The design for this room was very difficult. As teaching a player that may be used to the normal crouching. Now has to see that the crouching they are so used to, is now completely different. The player’s lower body detaches and the upper half is lowered onto the floor. The feedback, I kept getting back from this room, was to do with onboarding the player. I improved it by adding in the crouch button element they need to press. Increasing the overall visibility of the room by removing the chin link fences and extending the room to allow for more movement. As well as showing the player split in world. This made a difference to feedback positively.  

\\ Post 6 Dev-Log - Character + Models

Character :

Design:

The design of the character was influenced by my character concept from my proposal.  The character is an AI, built with spare components left over for their ease of availability in the world. The head being a crt, torso being a pc, arms are power extenders and legs are built out of old office chairs. The design of the character is to match the main mechanic, the split ability. The top and bottom half of the character can split.

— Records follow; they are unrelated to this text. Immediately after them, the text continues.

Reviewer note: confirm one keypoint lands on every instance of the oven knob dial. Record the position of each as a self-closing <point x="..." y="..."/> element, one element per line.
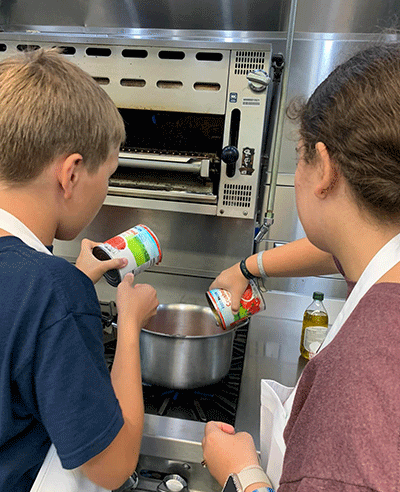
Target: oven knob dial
<point x="258" y="80"/>
<point x="172" y="483"/>
<point x="230" y="155"/>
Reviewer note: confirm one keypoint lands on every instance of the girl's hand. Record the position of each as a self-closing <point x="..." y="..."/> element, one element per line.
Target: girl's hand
<point x="227" y="452"/>
<point x="234" y="282"/>
<point x="91" y="266"/>
<point x="136" y="304"/>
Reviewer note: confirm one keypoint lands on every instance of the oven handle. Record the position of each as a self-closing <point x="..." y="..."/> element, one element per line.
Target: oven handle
<point x="200" y="166"/>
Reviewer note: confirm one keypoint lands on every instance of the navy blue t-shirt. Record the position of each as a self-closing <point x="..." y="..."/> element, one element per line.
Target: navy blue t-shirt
<point x="54" y="383"/>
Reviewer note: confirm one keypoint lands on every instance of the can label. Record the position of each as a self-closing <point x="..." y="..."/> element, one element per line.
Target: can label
<point x="220" y="302"/>
<point x="139" y="245"/>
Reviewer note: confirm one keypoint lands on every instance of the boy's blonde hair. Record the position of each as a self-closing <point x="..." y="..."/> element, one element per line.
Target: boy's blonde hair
<point x="50" y="107"/>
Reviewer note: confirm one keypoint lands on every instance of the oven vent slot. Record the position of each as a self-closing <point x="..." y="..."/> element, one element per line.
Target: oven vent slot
<point x="246" y="61"/>
<point x="237" y="195"/>
<point x="98" y="52"/>
<point x="134" y="53"/>
<point x="169" y="84"/>
<point x="27" y="47"/>
<point x="206" y="86"/>
<point x="171" y="55"/>
<point x="133" y="82"/>
<point x="212" y="56"/>
<point x="102" y="80"/>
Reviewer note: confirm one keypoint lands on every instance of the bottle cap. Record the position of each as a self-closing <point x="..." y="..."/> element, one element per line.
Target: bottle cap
<point x="318" y="296"/>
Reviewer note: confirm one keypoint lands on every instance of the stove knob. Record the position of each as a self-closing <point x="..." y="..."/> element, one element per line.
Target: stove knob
<point x="173" y="483"/>
<point x="230" y="155"/>
<point x="258" y="80"/>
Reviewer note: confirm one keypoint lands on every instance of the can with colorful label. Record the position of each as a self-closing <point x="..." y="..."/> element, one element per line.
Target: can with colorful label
<point x="139" y="245"/>
<point x="251" y="303"/>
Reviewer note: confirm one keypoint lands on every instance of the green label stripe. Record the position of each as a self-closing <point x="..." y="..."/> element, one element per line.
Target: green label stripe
<point x="138" y="250"/>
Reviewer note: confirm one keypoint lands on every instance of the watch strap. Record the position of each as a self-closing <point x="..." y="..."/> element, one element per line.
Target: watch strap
<point x="245" y="272"/>
<point x="251" y="474"/>
<point x="261" y="265"/>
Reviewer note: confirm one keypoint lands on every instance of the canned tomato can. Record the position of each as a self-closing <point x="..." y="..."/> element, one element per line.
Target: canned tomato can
<point x="251" y="303"/>
<point x="139" y="245"/>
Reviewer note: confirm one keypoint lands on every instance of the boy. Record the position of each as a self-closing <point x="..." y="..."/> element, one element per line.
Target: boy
<point x="60" y="134"/>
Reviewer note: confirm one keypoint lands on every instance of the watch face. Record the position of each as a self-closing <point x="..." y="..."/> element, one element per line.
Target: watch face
<point x="230" y="485"/>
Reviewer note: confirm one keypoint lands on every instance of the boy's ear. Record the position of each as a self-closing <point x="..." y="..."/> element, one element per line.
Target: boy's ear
<point x="328" y="173"/>
<point x="69" y="173"/>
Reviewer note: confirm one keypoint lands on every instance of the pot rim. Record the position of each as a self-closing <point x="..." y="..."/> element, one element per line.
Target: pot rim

To create the character, I used blender. Using my character drawing as a reference plane. I modelled the character in a T-Pose. I exported the Unreal Engine 5, model as a size reference. This helped me maintain scale for the character within Unreal. When creating the character’s proportions, as I wanted to get the legs, arms and head a similar size. 

Blender Model:

To rig the character quickly, I used figure 1 (Adobe,Inc , 2023) Mixamo. I did this to save time, and it could still be retargeted to the Unreal Engine 5 animations. Even though this process did speed up creating the bone layout. The weight painting was incorrect. So, I modified it in blender and improved the weight painting.

Models :

As an exercise to improve my modelling skills and texturing skills. I wanted to created something highly detailed. However, I didn’t include it in the game as it wouldn’t match the other models in style. 

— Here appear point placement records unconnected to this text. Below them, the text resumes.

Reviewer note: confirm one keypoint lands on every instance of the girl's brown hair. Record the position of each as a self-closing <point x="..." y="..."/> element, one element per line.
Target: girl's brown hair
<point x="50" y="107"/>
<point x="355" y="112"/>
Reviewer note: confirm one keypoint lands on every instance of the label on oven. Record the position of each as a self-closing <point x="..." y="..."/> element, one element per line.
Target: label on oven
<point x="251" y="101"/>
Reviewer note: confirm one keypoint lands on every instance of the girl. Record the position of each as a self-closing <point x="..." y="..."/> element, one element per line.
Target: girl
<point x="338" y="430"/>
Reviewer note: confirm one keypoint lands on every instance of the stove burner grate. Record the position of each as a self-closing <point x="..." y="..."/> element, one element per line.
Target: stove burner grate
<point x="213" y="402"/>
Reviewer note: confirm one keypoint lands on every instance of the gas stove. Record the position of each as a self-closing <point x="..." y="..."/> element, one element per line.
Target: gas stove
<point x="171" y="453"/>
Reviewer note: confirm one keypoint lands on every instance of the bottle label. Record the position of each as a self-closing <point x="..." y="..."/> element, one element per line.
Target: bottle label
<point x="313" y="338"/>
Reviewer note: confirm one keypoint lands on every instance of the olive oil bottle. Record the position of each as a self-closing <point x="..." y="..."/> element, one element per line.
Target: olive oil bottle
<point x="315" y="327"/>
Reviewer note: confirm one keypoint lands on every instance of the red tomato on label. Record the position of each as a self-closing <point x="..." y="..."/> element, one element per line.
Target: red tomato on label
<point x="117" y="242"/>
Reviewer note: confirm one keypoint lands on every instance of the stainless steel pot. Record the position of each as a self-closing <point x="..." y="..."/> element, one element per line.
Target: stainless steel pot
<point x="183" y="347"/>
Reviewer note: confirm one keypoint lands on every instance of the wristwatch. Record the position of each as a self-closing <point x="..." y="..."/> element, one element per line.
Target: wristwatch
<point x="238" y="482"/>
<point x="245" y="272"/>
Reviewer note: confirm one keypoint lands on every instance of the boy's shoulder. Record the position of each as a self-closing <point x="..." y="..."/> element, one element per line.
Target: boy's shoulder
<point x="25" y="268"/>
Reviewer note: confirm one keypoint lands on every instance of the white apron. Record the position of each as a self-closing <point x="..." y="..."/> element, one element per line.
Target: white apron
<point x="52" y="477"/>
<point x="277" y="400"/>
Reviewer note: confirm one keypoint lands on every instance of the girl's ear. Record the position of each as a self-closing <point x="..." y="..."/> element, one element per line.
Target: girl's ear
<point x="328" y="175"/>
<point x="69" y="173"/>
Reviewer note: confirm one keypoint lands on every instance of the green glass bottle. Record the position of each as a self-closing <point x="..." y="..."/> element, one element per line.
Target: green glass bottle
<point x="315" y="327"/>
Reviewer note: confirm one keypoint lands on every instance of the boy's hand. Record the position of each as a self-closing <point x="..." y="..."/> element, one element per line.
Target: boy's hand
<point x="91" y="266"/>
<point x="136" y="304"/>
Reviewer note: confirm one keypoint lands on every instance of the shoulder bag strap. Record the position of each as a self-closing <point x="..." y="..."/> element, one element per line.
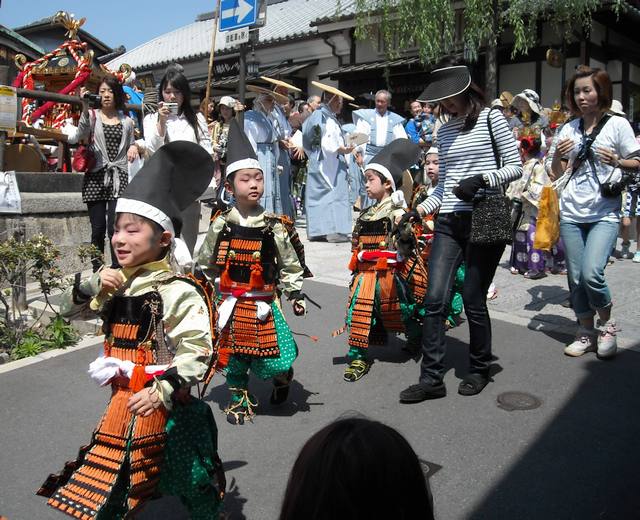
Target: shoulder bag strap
<point x="494" y="147"/>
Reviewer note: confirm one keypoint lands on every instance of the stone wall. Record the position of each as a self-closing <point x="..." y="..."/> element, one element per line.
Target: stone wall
<point x="52" y="205"/>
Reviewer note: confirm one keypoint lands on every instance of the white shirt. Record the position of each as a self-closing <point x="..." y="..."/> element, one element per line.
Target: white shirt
<point x="380" y="139"/>
<point x="177" y="129"/>
<point x="581" y="200"/>
<point x="332" y="139"/>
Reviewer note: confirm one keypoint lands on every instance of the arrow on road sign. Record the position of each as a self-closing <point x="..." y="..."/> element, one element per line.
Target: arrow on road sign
<point x="237" y="13"/>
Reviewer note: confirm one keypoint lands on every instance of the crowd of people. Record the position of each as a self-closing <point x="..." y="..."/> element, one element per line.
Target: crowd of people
<point x="440" y="197"/>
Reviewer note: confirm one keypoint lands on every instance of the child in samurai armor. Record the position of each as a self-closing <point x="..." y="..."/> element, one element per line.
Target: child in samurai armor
<point x="389" y="278"/>
<point x="153" y="438"/>
<point x="246" y="254"/>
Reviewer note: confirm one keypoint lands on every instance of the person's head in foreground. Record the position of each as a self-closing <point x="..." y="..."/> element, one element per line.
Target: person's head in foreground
<point x="148" y="214"/>
<point x="589" y="91"/>
<point x="357" y="469"/>
<point x="245" y="180"/>
<point x="450" y="85"/>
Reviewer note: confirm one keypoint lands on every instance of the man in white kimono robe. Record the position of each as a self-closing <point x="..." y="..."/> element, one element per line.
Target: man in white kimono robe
<point x="327" y="191"/>
<point x="382" y="127"/>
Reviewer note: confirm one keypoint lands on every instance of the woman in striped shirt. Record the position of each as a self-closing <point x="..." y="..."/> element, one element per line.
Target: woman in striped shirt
<point x="467" y="165"/>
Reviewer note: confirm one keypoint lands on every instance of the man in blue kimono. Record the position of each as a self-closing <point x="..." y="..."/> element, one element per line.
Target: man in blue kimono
<point x="327" y="191"/>
<point x="258" y="125"/>
<point x="282" y="128"/>
<point x="382" y="126"/>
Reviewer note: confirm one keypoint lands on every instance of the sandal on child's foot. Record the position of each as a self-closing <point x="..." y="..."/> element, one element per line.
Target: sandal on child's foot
<point x="472" y="384"/>
<point x="241" y="406"/>
<point x="356" y="370"/>
<point x="281" y="386"/>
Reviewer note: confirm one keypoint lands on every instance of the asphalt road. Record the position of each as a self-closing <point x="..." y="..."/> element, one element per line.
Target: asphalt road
<point x="574" y="457"/>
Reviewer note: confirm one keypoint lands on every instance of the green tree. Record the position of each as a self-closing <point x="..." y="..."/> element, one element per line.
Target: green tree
<point x="431" y="25"/>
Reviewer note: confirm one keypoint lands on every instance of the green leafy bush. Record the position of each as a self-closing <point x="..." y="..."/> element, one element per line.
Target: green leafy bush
<point x="34" y="259"/>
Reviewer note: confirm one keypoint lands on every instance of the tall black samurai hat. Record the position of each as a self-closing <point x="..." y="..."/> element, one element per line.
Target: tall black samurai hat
<point x="168" y="183"/>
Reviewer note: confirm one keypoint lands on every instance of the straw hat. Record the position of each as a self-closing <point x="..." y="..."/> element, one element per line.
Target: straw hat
<point x="261" y="90"/>
<point x="332" y="90"/>
<point x="528" y="99"/>
<point x="281" y="83"/>
<point x="506" y="98"/>
<point x="617" y="108"/>
<point x="445" y="83"/>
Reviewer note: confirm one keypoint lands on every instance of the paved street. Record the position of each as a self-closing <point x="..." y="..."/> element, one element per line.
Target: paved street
<point x="574" y="457"/>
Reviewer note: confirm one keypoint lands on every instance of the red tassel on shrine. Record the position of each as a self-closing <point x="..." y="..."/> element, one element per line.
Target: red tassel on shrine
<point x="223" y="358"/>
<point x="225" y="279"/>
<point x="353" y="263"/>
<point x="138" y="378"/>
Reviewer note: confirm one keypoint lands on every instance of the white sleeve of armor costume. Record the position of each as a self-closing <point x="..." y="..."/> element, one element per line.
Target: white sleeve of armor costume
<point x="188" y="332"/>
<point x="291" y="272"/>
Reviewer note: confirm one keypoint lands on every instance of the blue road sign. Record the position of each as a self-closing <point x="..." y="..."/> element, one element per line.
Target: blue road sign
<point x="235" y="14"/>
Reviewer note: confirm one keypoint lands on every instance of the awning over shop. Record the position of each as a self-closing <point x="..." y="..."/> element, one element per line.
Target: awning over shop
<point x="371" y="66"/>
<point x="230" y="82"/>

\\ Post 7 Dev-Log - UI Design

UI Concept 1:

For this main menu, I had a working options menu and a working single player button. I wanted the main menu to be accessible and easy to read. However, to implement controller support, I would need to recreate the menu. It was because the menus’ hierarchy was not set up correctly.

Current Main Menu

For this main menu, I made it stylized talking inspiration for the Windows desktop environment. To make the main menu more interesting for the player, I implemented an interactive feature. The name of the game, split, follows the mouse cursor.  At the bottom of the screen, there are the options you can press. I made this menu more controller friendly. As you can navigate the 4 options using a controller, keyboard, or mouse.

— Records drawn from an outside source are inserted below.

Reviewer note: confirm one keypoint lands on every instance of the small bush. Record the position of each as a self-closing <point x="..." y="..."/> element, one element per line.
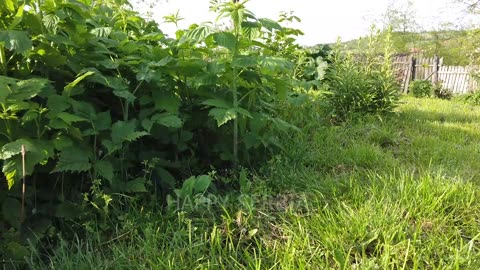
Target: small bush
<point x="421" y="88"/>
<point x="362" y="84"/>
<point x="441" y="92"/>
<point x="473" y="98"/>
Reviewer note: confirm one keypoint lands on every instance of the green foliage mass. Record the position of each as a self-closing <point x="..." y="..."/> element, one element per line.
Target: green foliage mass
<point x="421" y="88"/>
<point x="107" y="106"/>
<point x="363" y="83"/>
<point x="114" y="114"/>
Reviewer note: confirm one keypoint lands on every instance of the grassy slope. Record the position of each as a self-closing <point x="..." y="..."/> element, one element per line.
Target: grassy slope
<point x="395" y="193"/>
<point x="448" y="44"/>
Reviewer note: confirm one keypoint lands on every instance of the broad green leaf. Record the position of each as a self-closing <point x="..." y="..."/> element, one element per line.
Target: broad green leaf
<point x="61" y="142"/>
<point x="165" y="100"/>
<point x="11" y="208"/>
<point x="79" y="78"/>
<point x="125" y="131"/>
<point x="222" y="116"/>
<point x="168" y="120"/>
<point x="83" y="109"/>
<point x="68" y="210"/>
<point x="124" y="94"/>
<point x="44" y="52"/>
<point x="104" y="169"/>
<point x="226" y="39"/>
<point x="270" y="24"/>
<point x="135" y="186"/>
<point x="10" y="176"/>
<point x="201" y="183"/>
<point x="14" y="148"/>
<point x="187" y="188"/>
<point x="28" y="89"/>
<point x="284" y="126"/>
<point x="18" y="17"/>
<point x="17" y="41"/>
<point x="50" y="21"/>
<point x="70" y="118"/>
<point x="9" y="5"/>
<point x="275" y="64"/>
<point x="282" y="87"/>
<point x="243" y="61"/>
<point x="73" y="159"/>
<point x="103" y="121"/>
<point x="218" y="103"/>
<point x="243" y="112"/>
<point x="321" y="69"/>
<point x="57" y="103"/>
<point x="101" y="31"/>
<point x="30" y="115"/>
<point x="198" y="34"/>
<point x="37" y="151"/>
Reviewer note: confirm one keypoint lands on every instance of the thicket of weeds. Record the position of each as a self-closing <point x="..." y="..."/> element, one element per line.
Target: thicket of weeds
<point x="396" y="193"/>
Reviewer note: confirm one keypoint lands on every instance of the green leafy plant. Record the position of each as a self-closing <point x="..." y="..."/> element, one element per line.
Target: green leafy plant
<point x="421" y="88"/>
<point x="362" y="84"/>
<point x="441" y="92"/>
<point x="95" y="92"/>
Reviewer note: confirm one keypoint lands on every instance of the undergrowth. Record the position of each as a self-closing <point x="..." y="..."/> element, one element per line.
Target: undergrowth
<point x="372" y="193"/>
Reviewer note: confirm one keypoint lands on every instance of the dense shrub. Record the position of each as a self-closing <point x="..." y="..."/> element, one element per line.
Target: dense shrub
<point x="441" y="92"/>
<point x="110" y="109"/>
<point x="363" y="84"/>
<point x="421" y="88"/>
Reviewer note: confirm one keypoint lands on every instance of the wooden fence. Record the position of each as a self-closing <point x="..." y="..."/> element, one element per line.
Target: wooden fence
<point x="457" y="79"/>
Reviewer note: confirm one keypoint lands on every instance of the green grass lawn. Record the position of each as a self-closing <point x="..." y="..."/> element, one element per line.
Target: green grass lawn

The main menu, is also a developer room. To fix one of Unreal Engine’s biggest problem, shader compilation. I put all the games assets inside the main menu. This should help with reducing the game’s stutter.  

Interactive Loading Screen:

I decided to make the loading screen interactive within the game. As there isn’t any large textures or many assets. You don’t get to see the loading screen. I wanted to give the player something to do, during this downtime. 

Embodiment:

To make the player more aware of the fact they are not human and are an AI robot. I decided to add an UI element that is a child of BP_FullCharacters camera. It is a 3d model that will interact with the lighting. It doesn’t show up in reflections and is animated by the motion of the camera. Furthermore, it is not attached using the widget interface. However, an issue that will occur, depending on if the resolution is not 16:9. If it’s 4:3 for example, the faceplate would need to change its scale on the x and y-axis.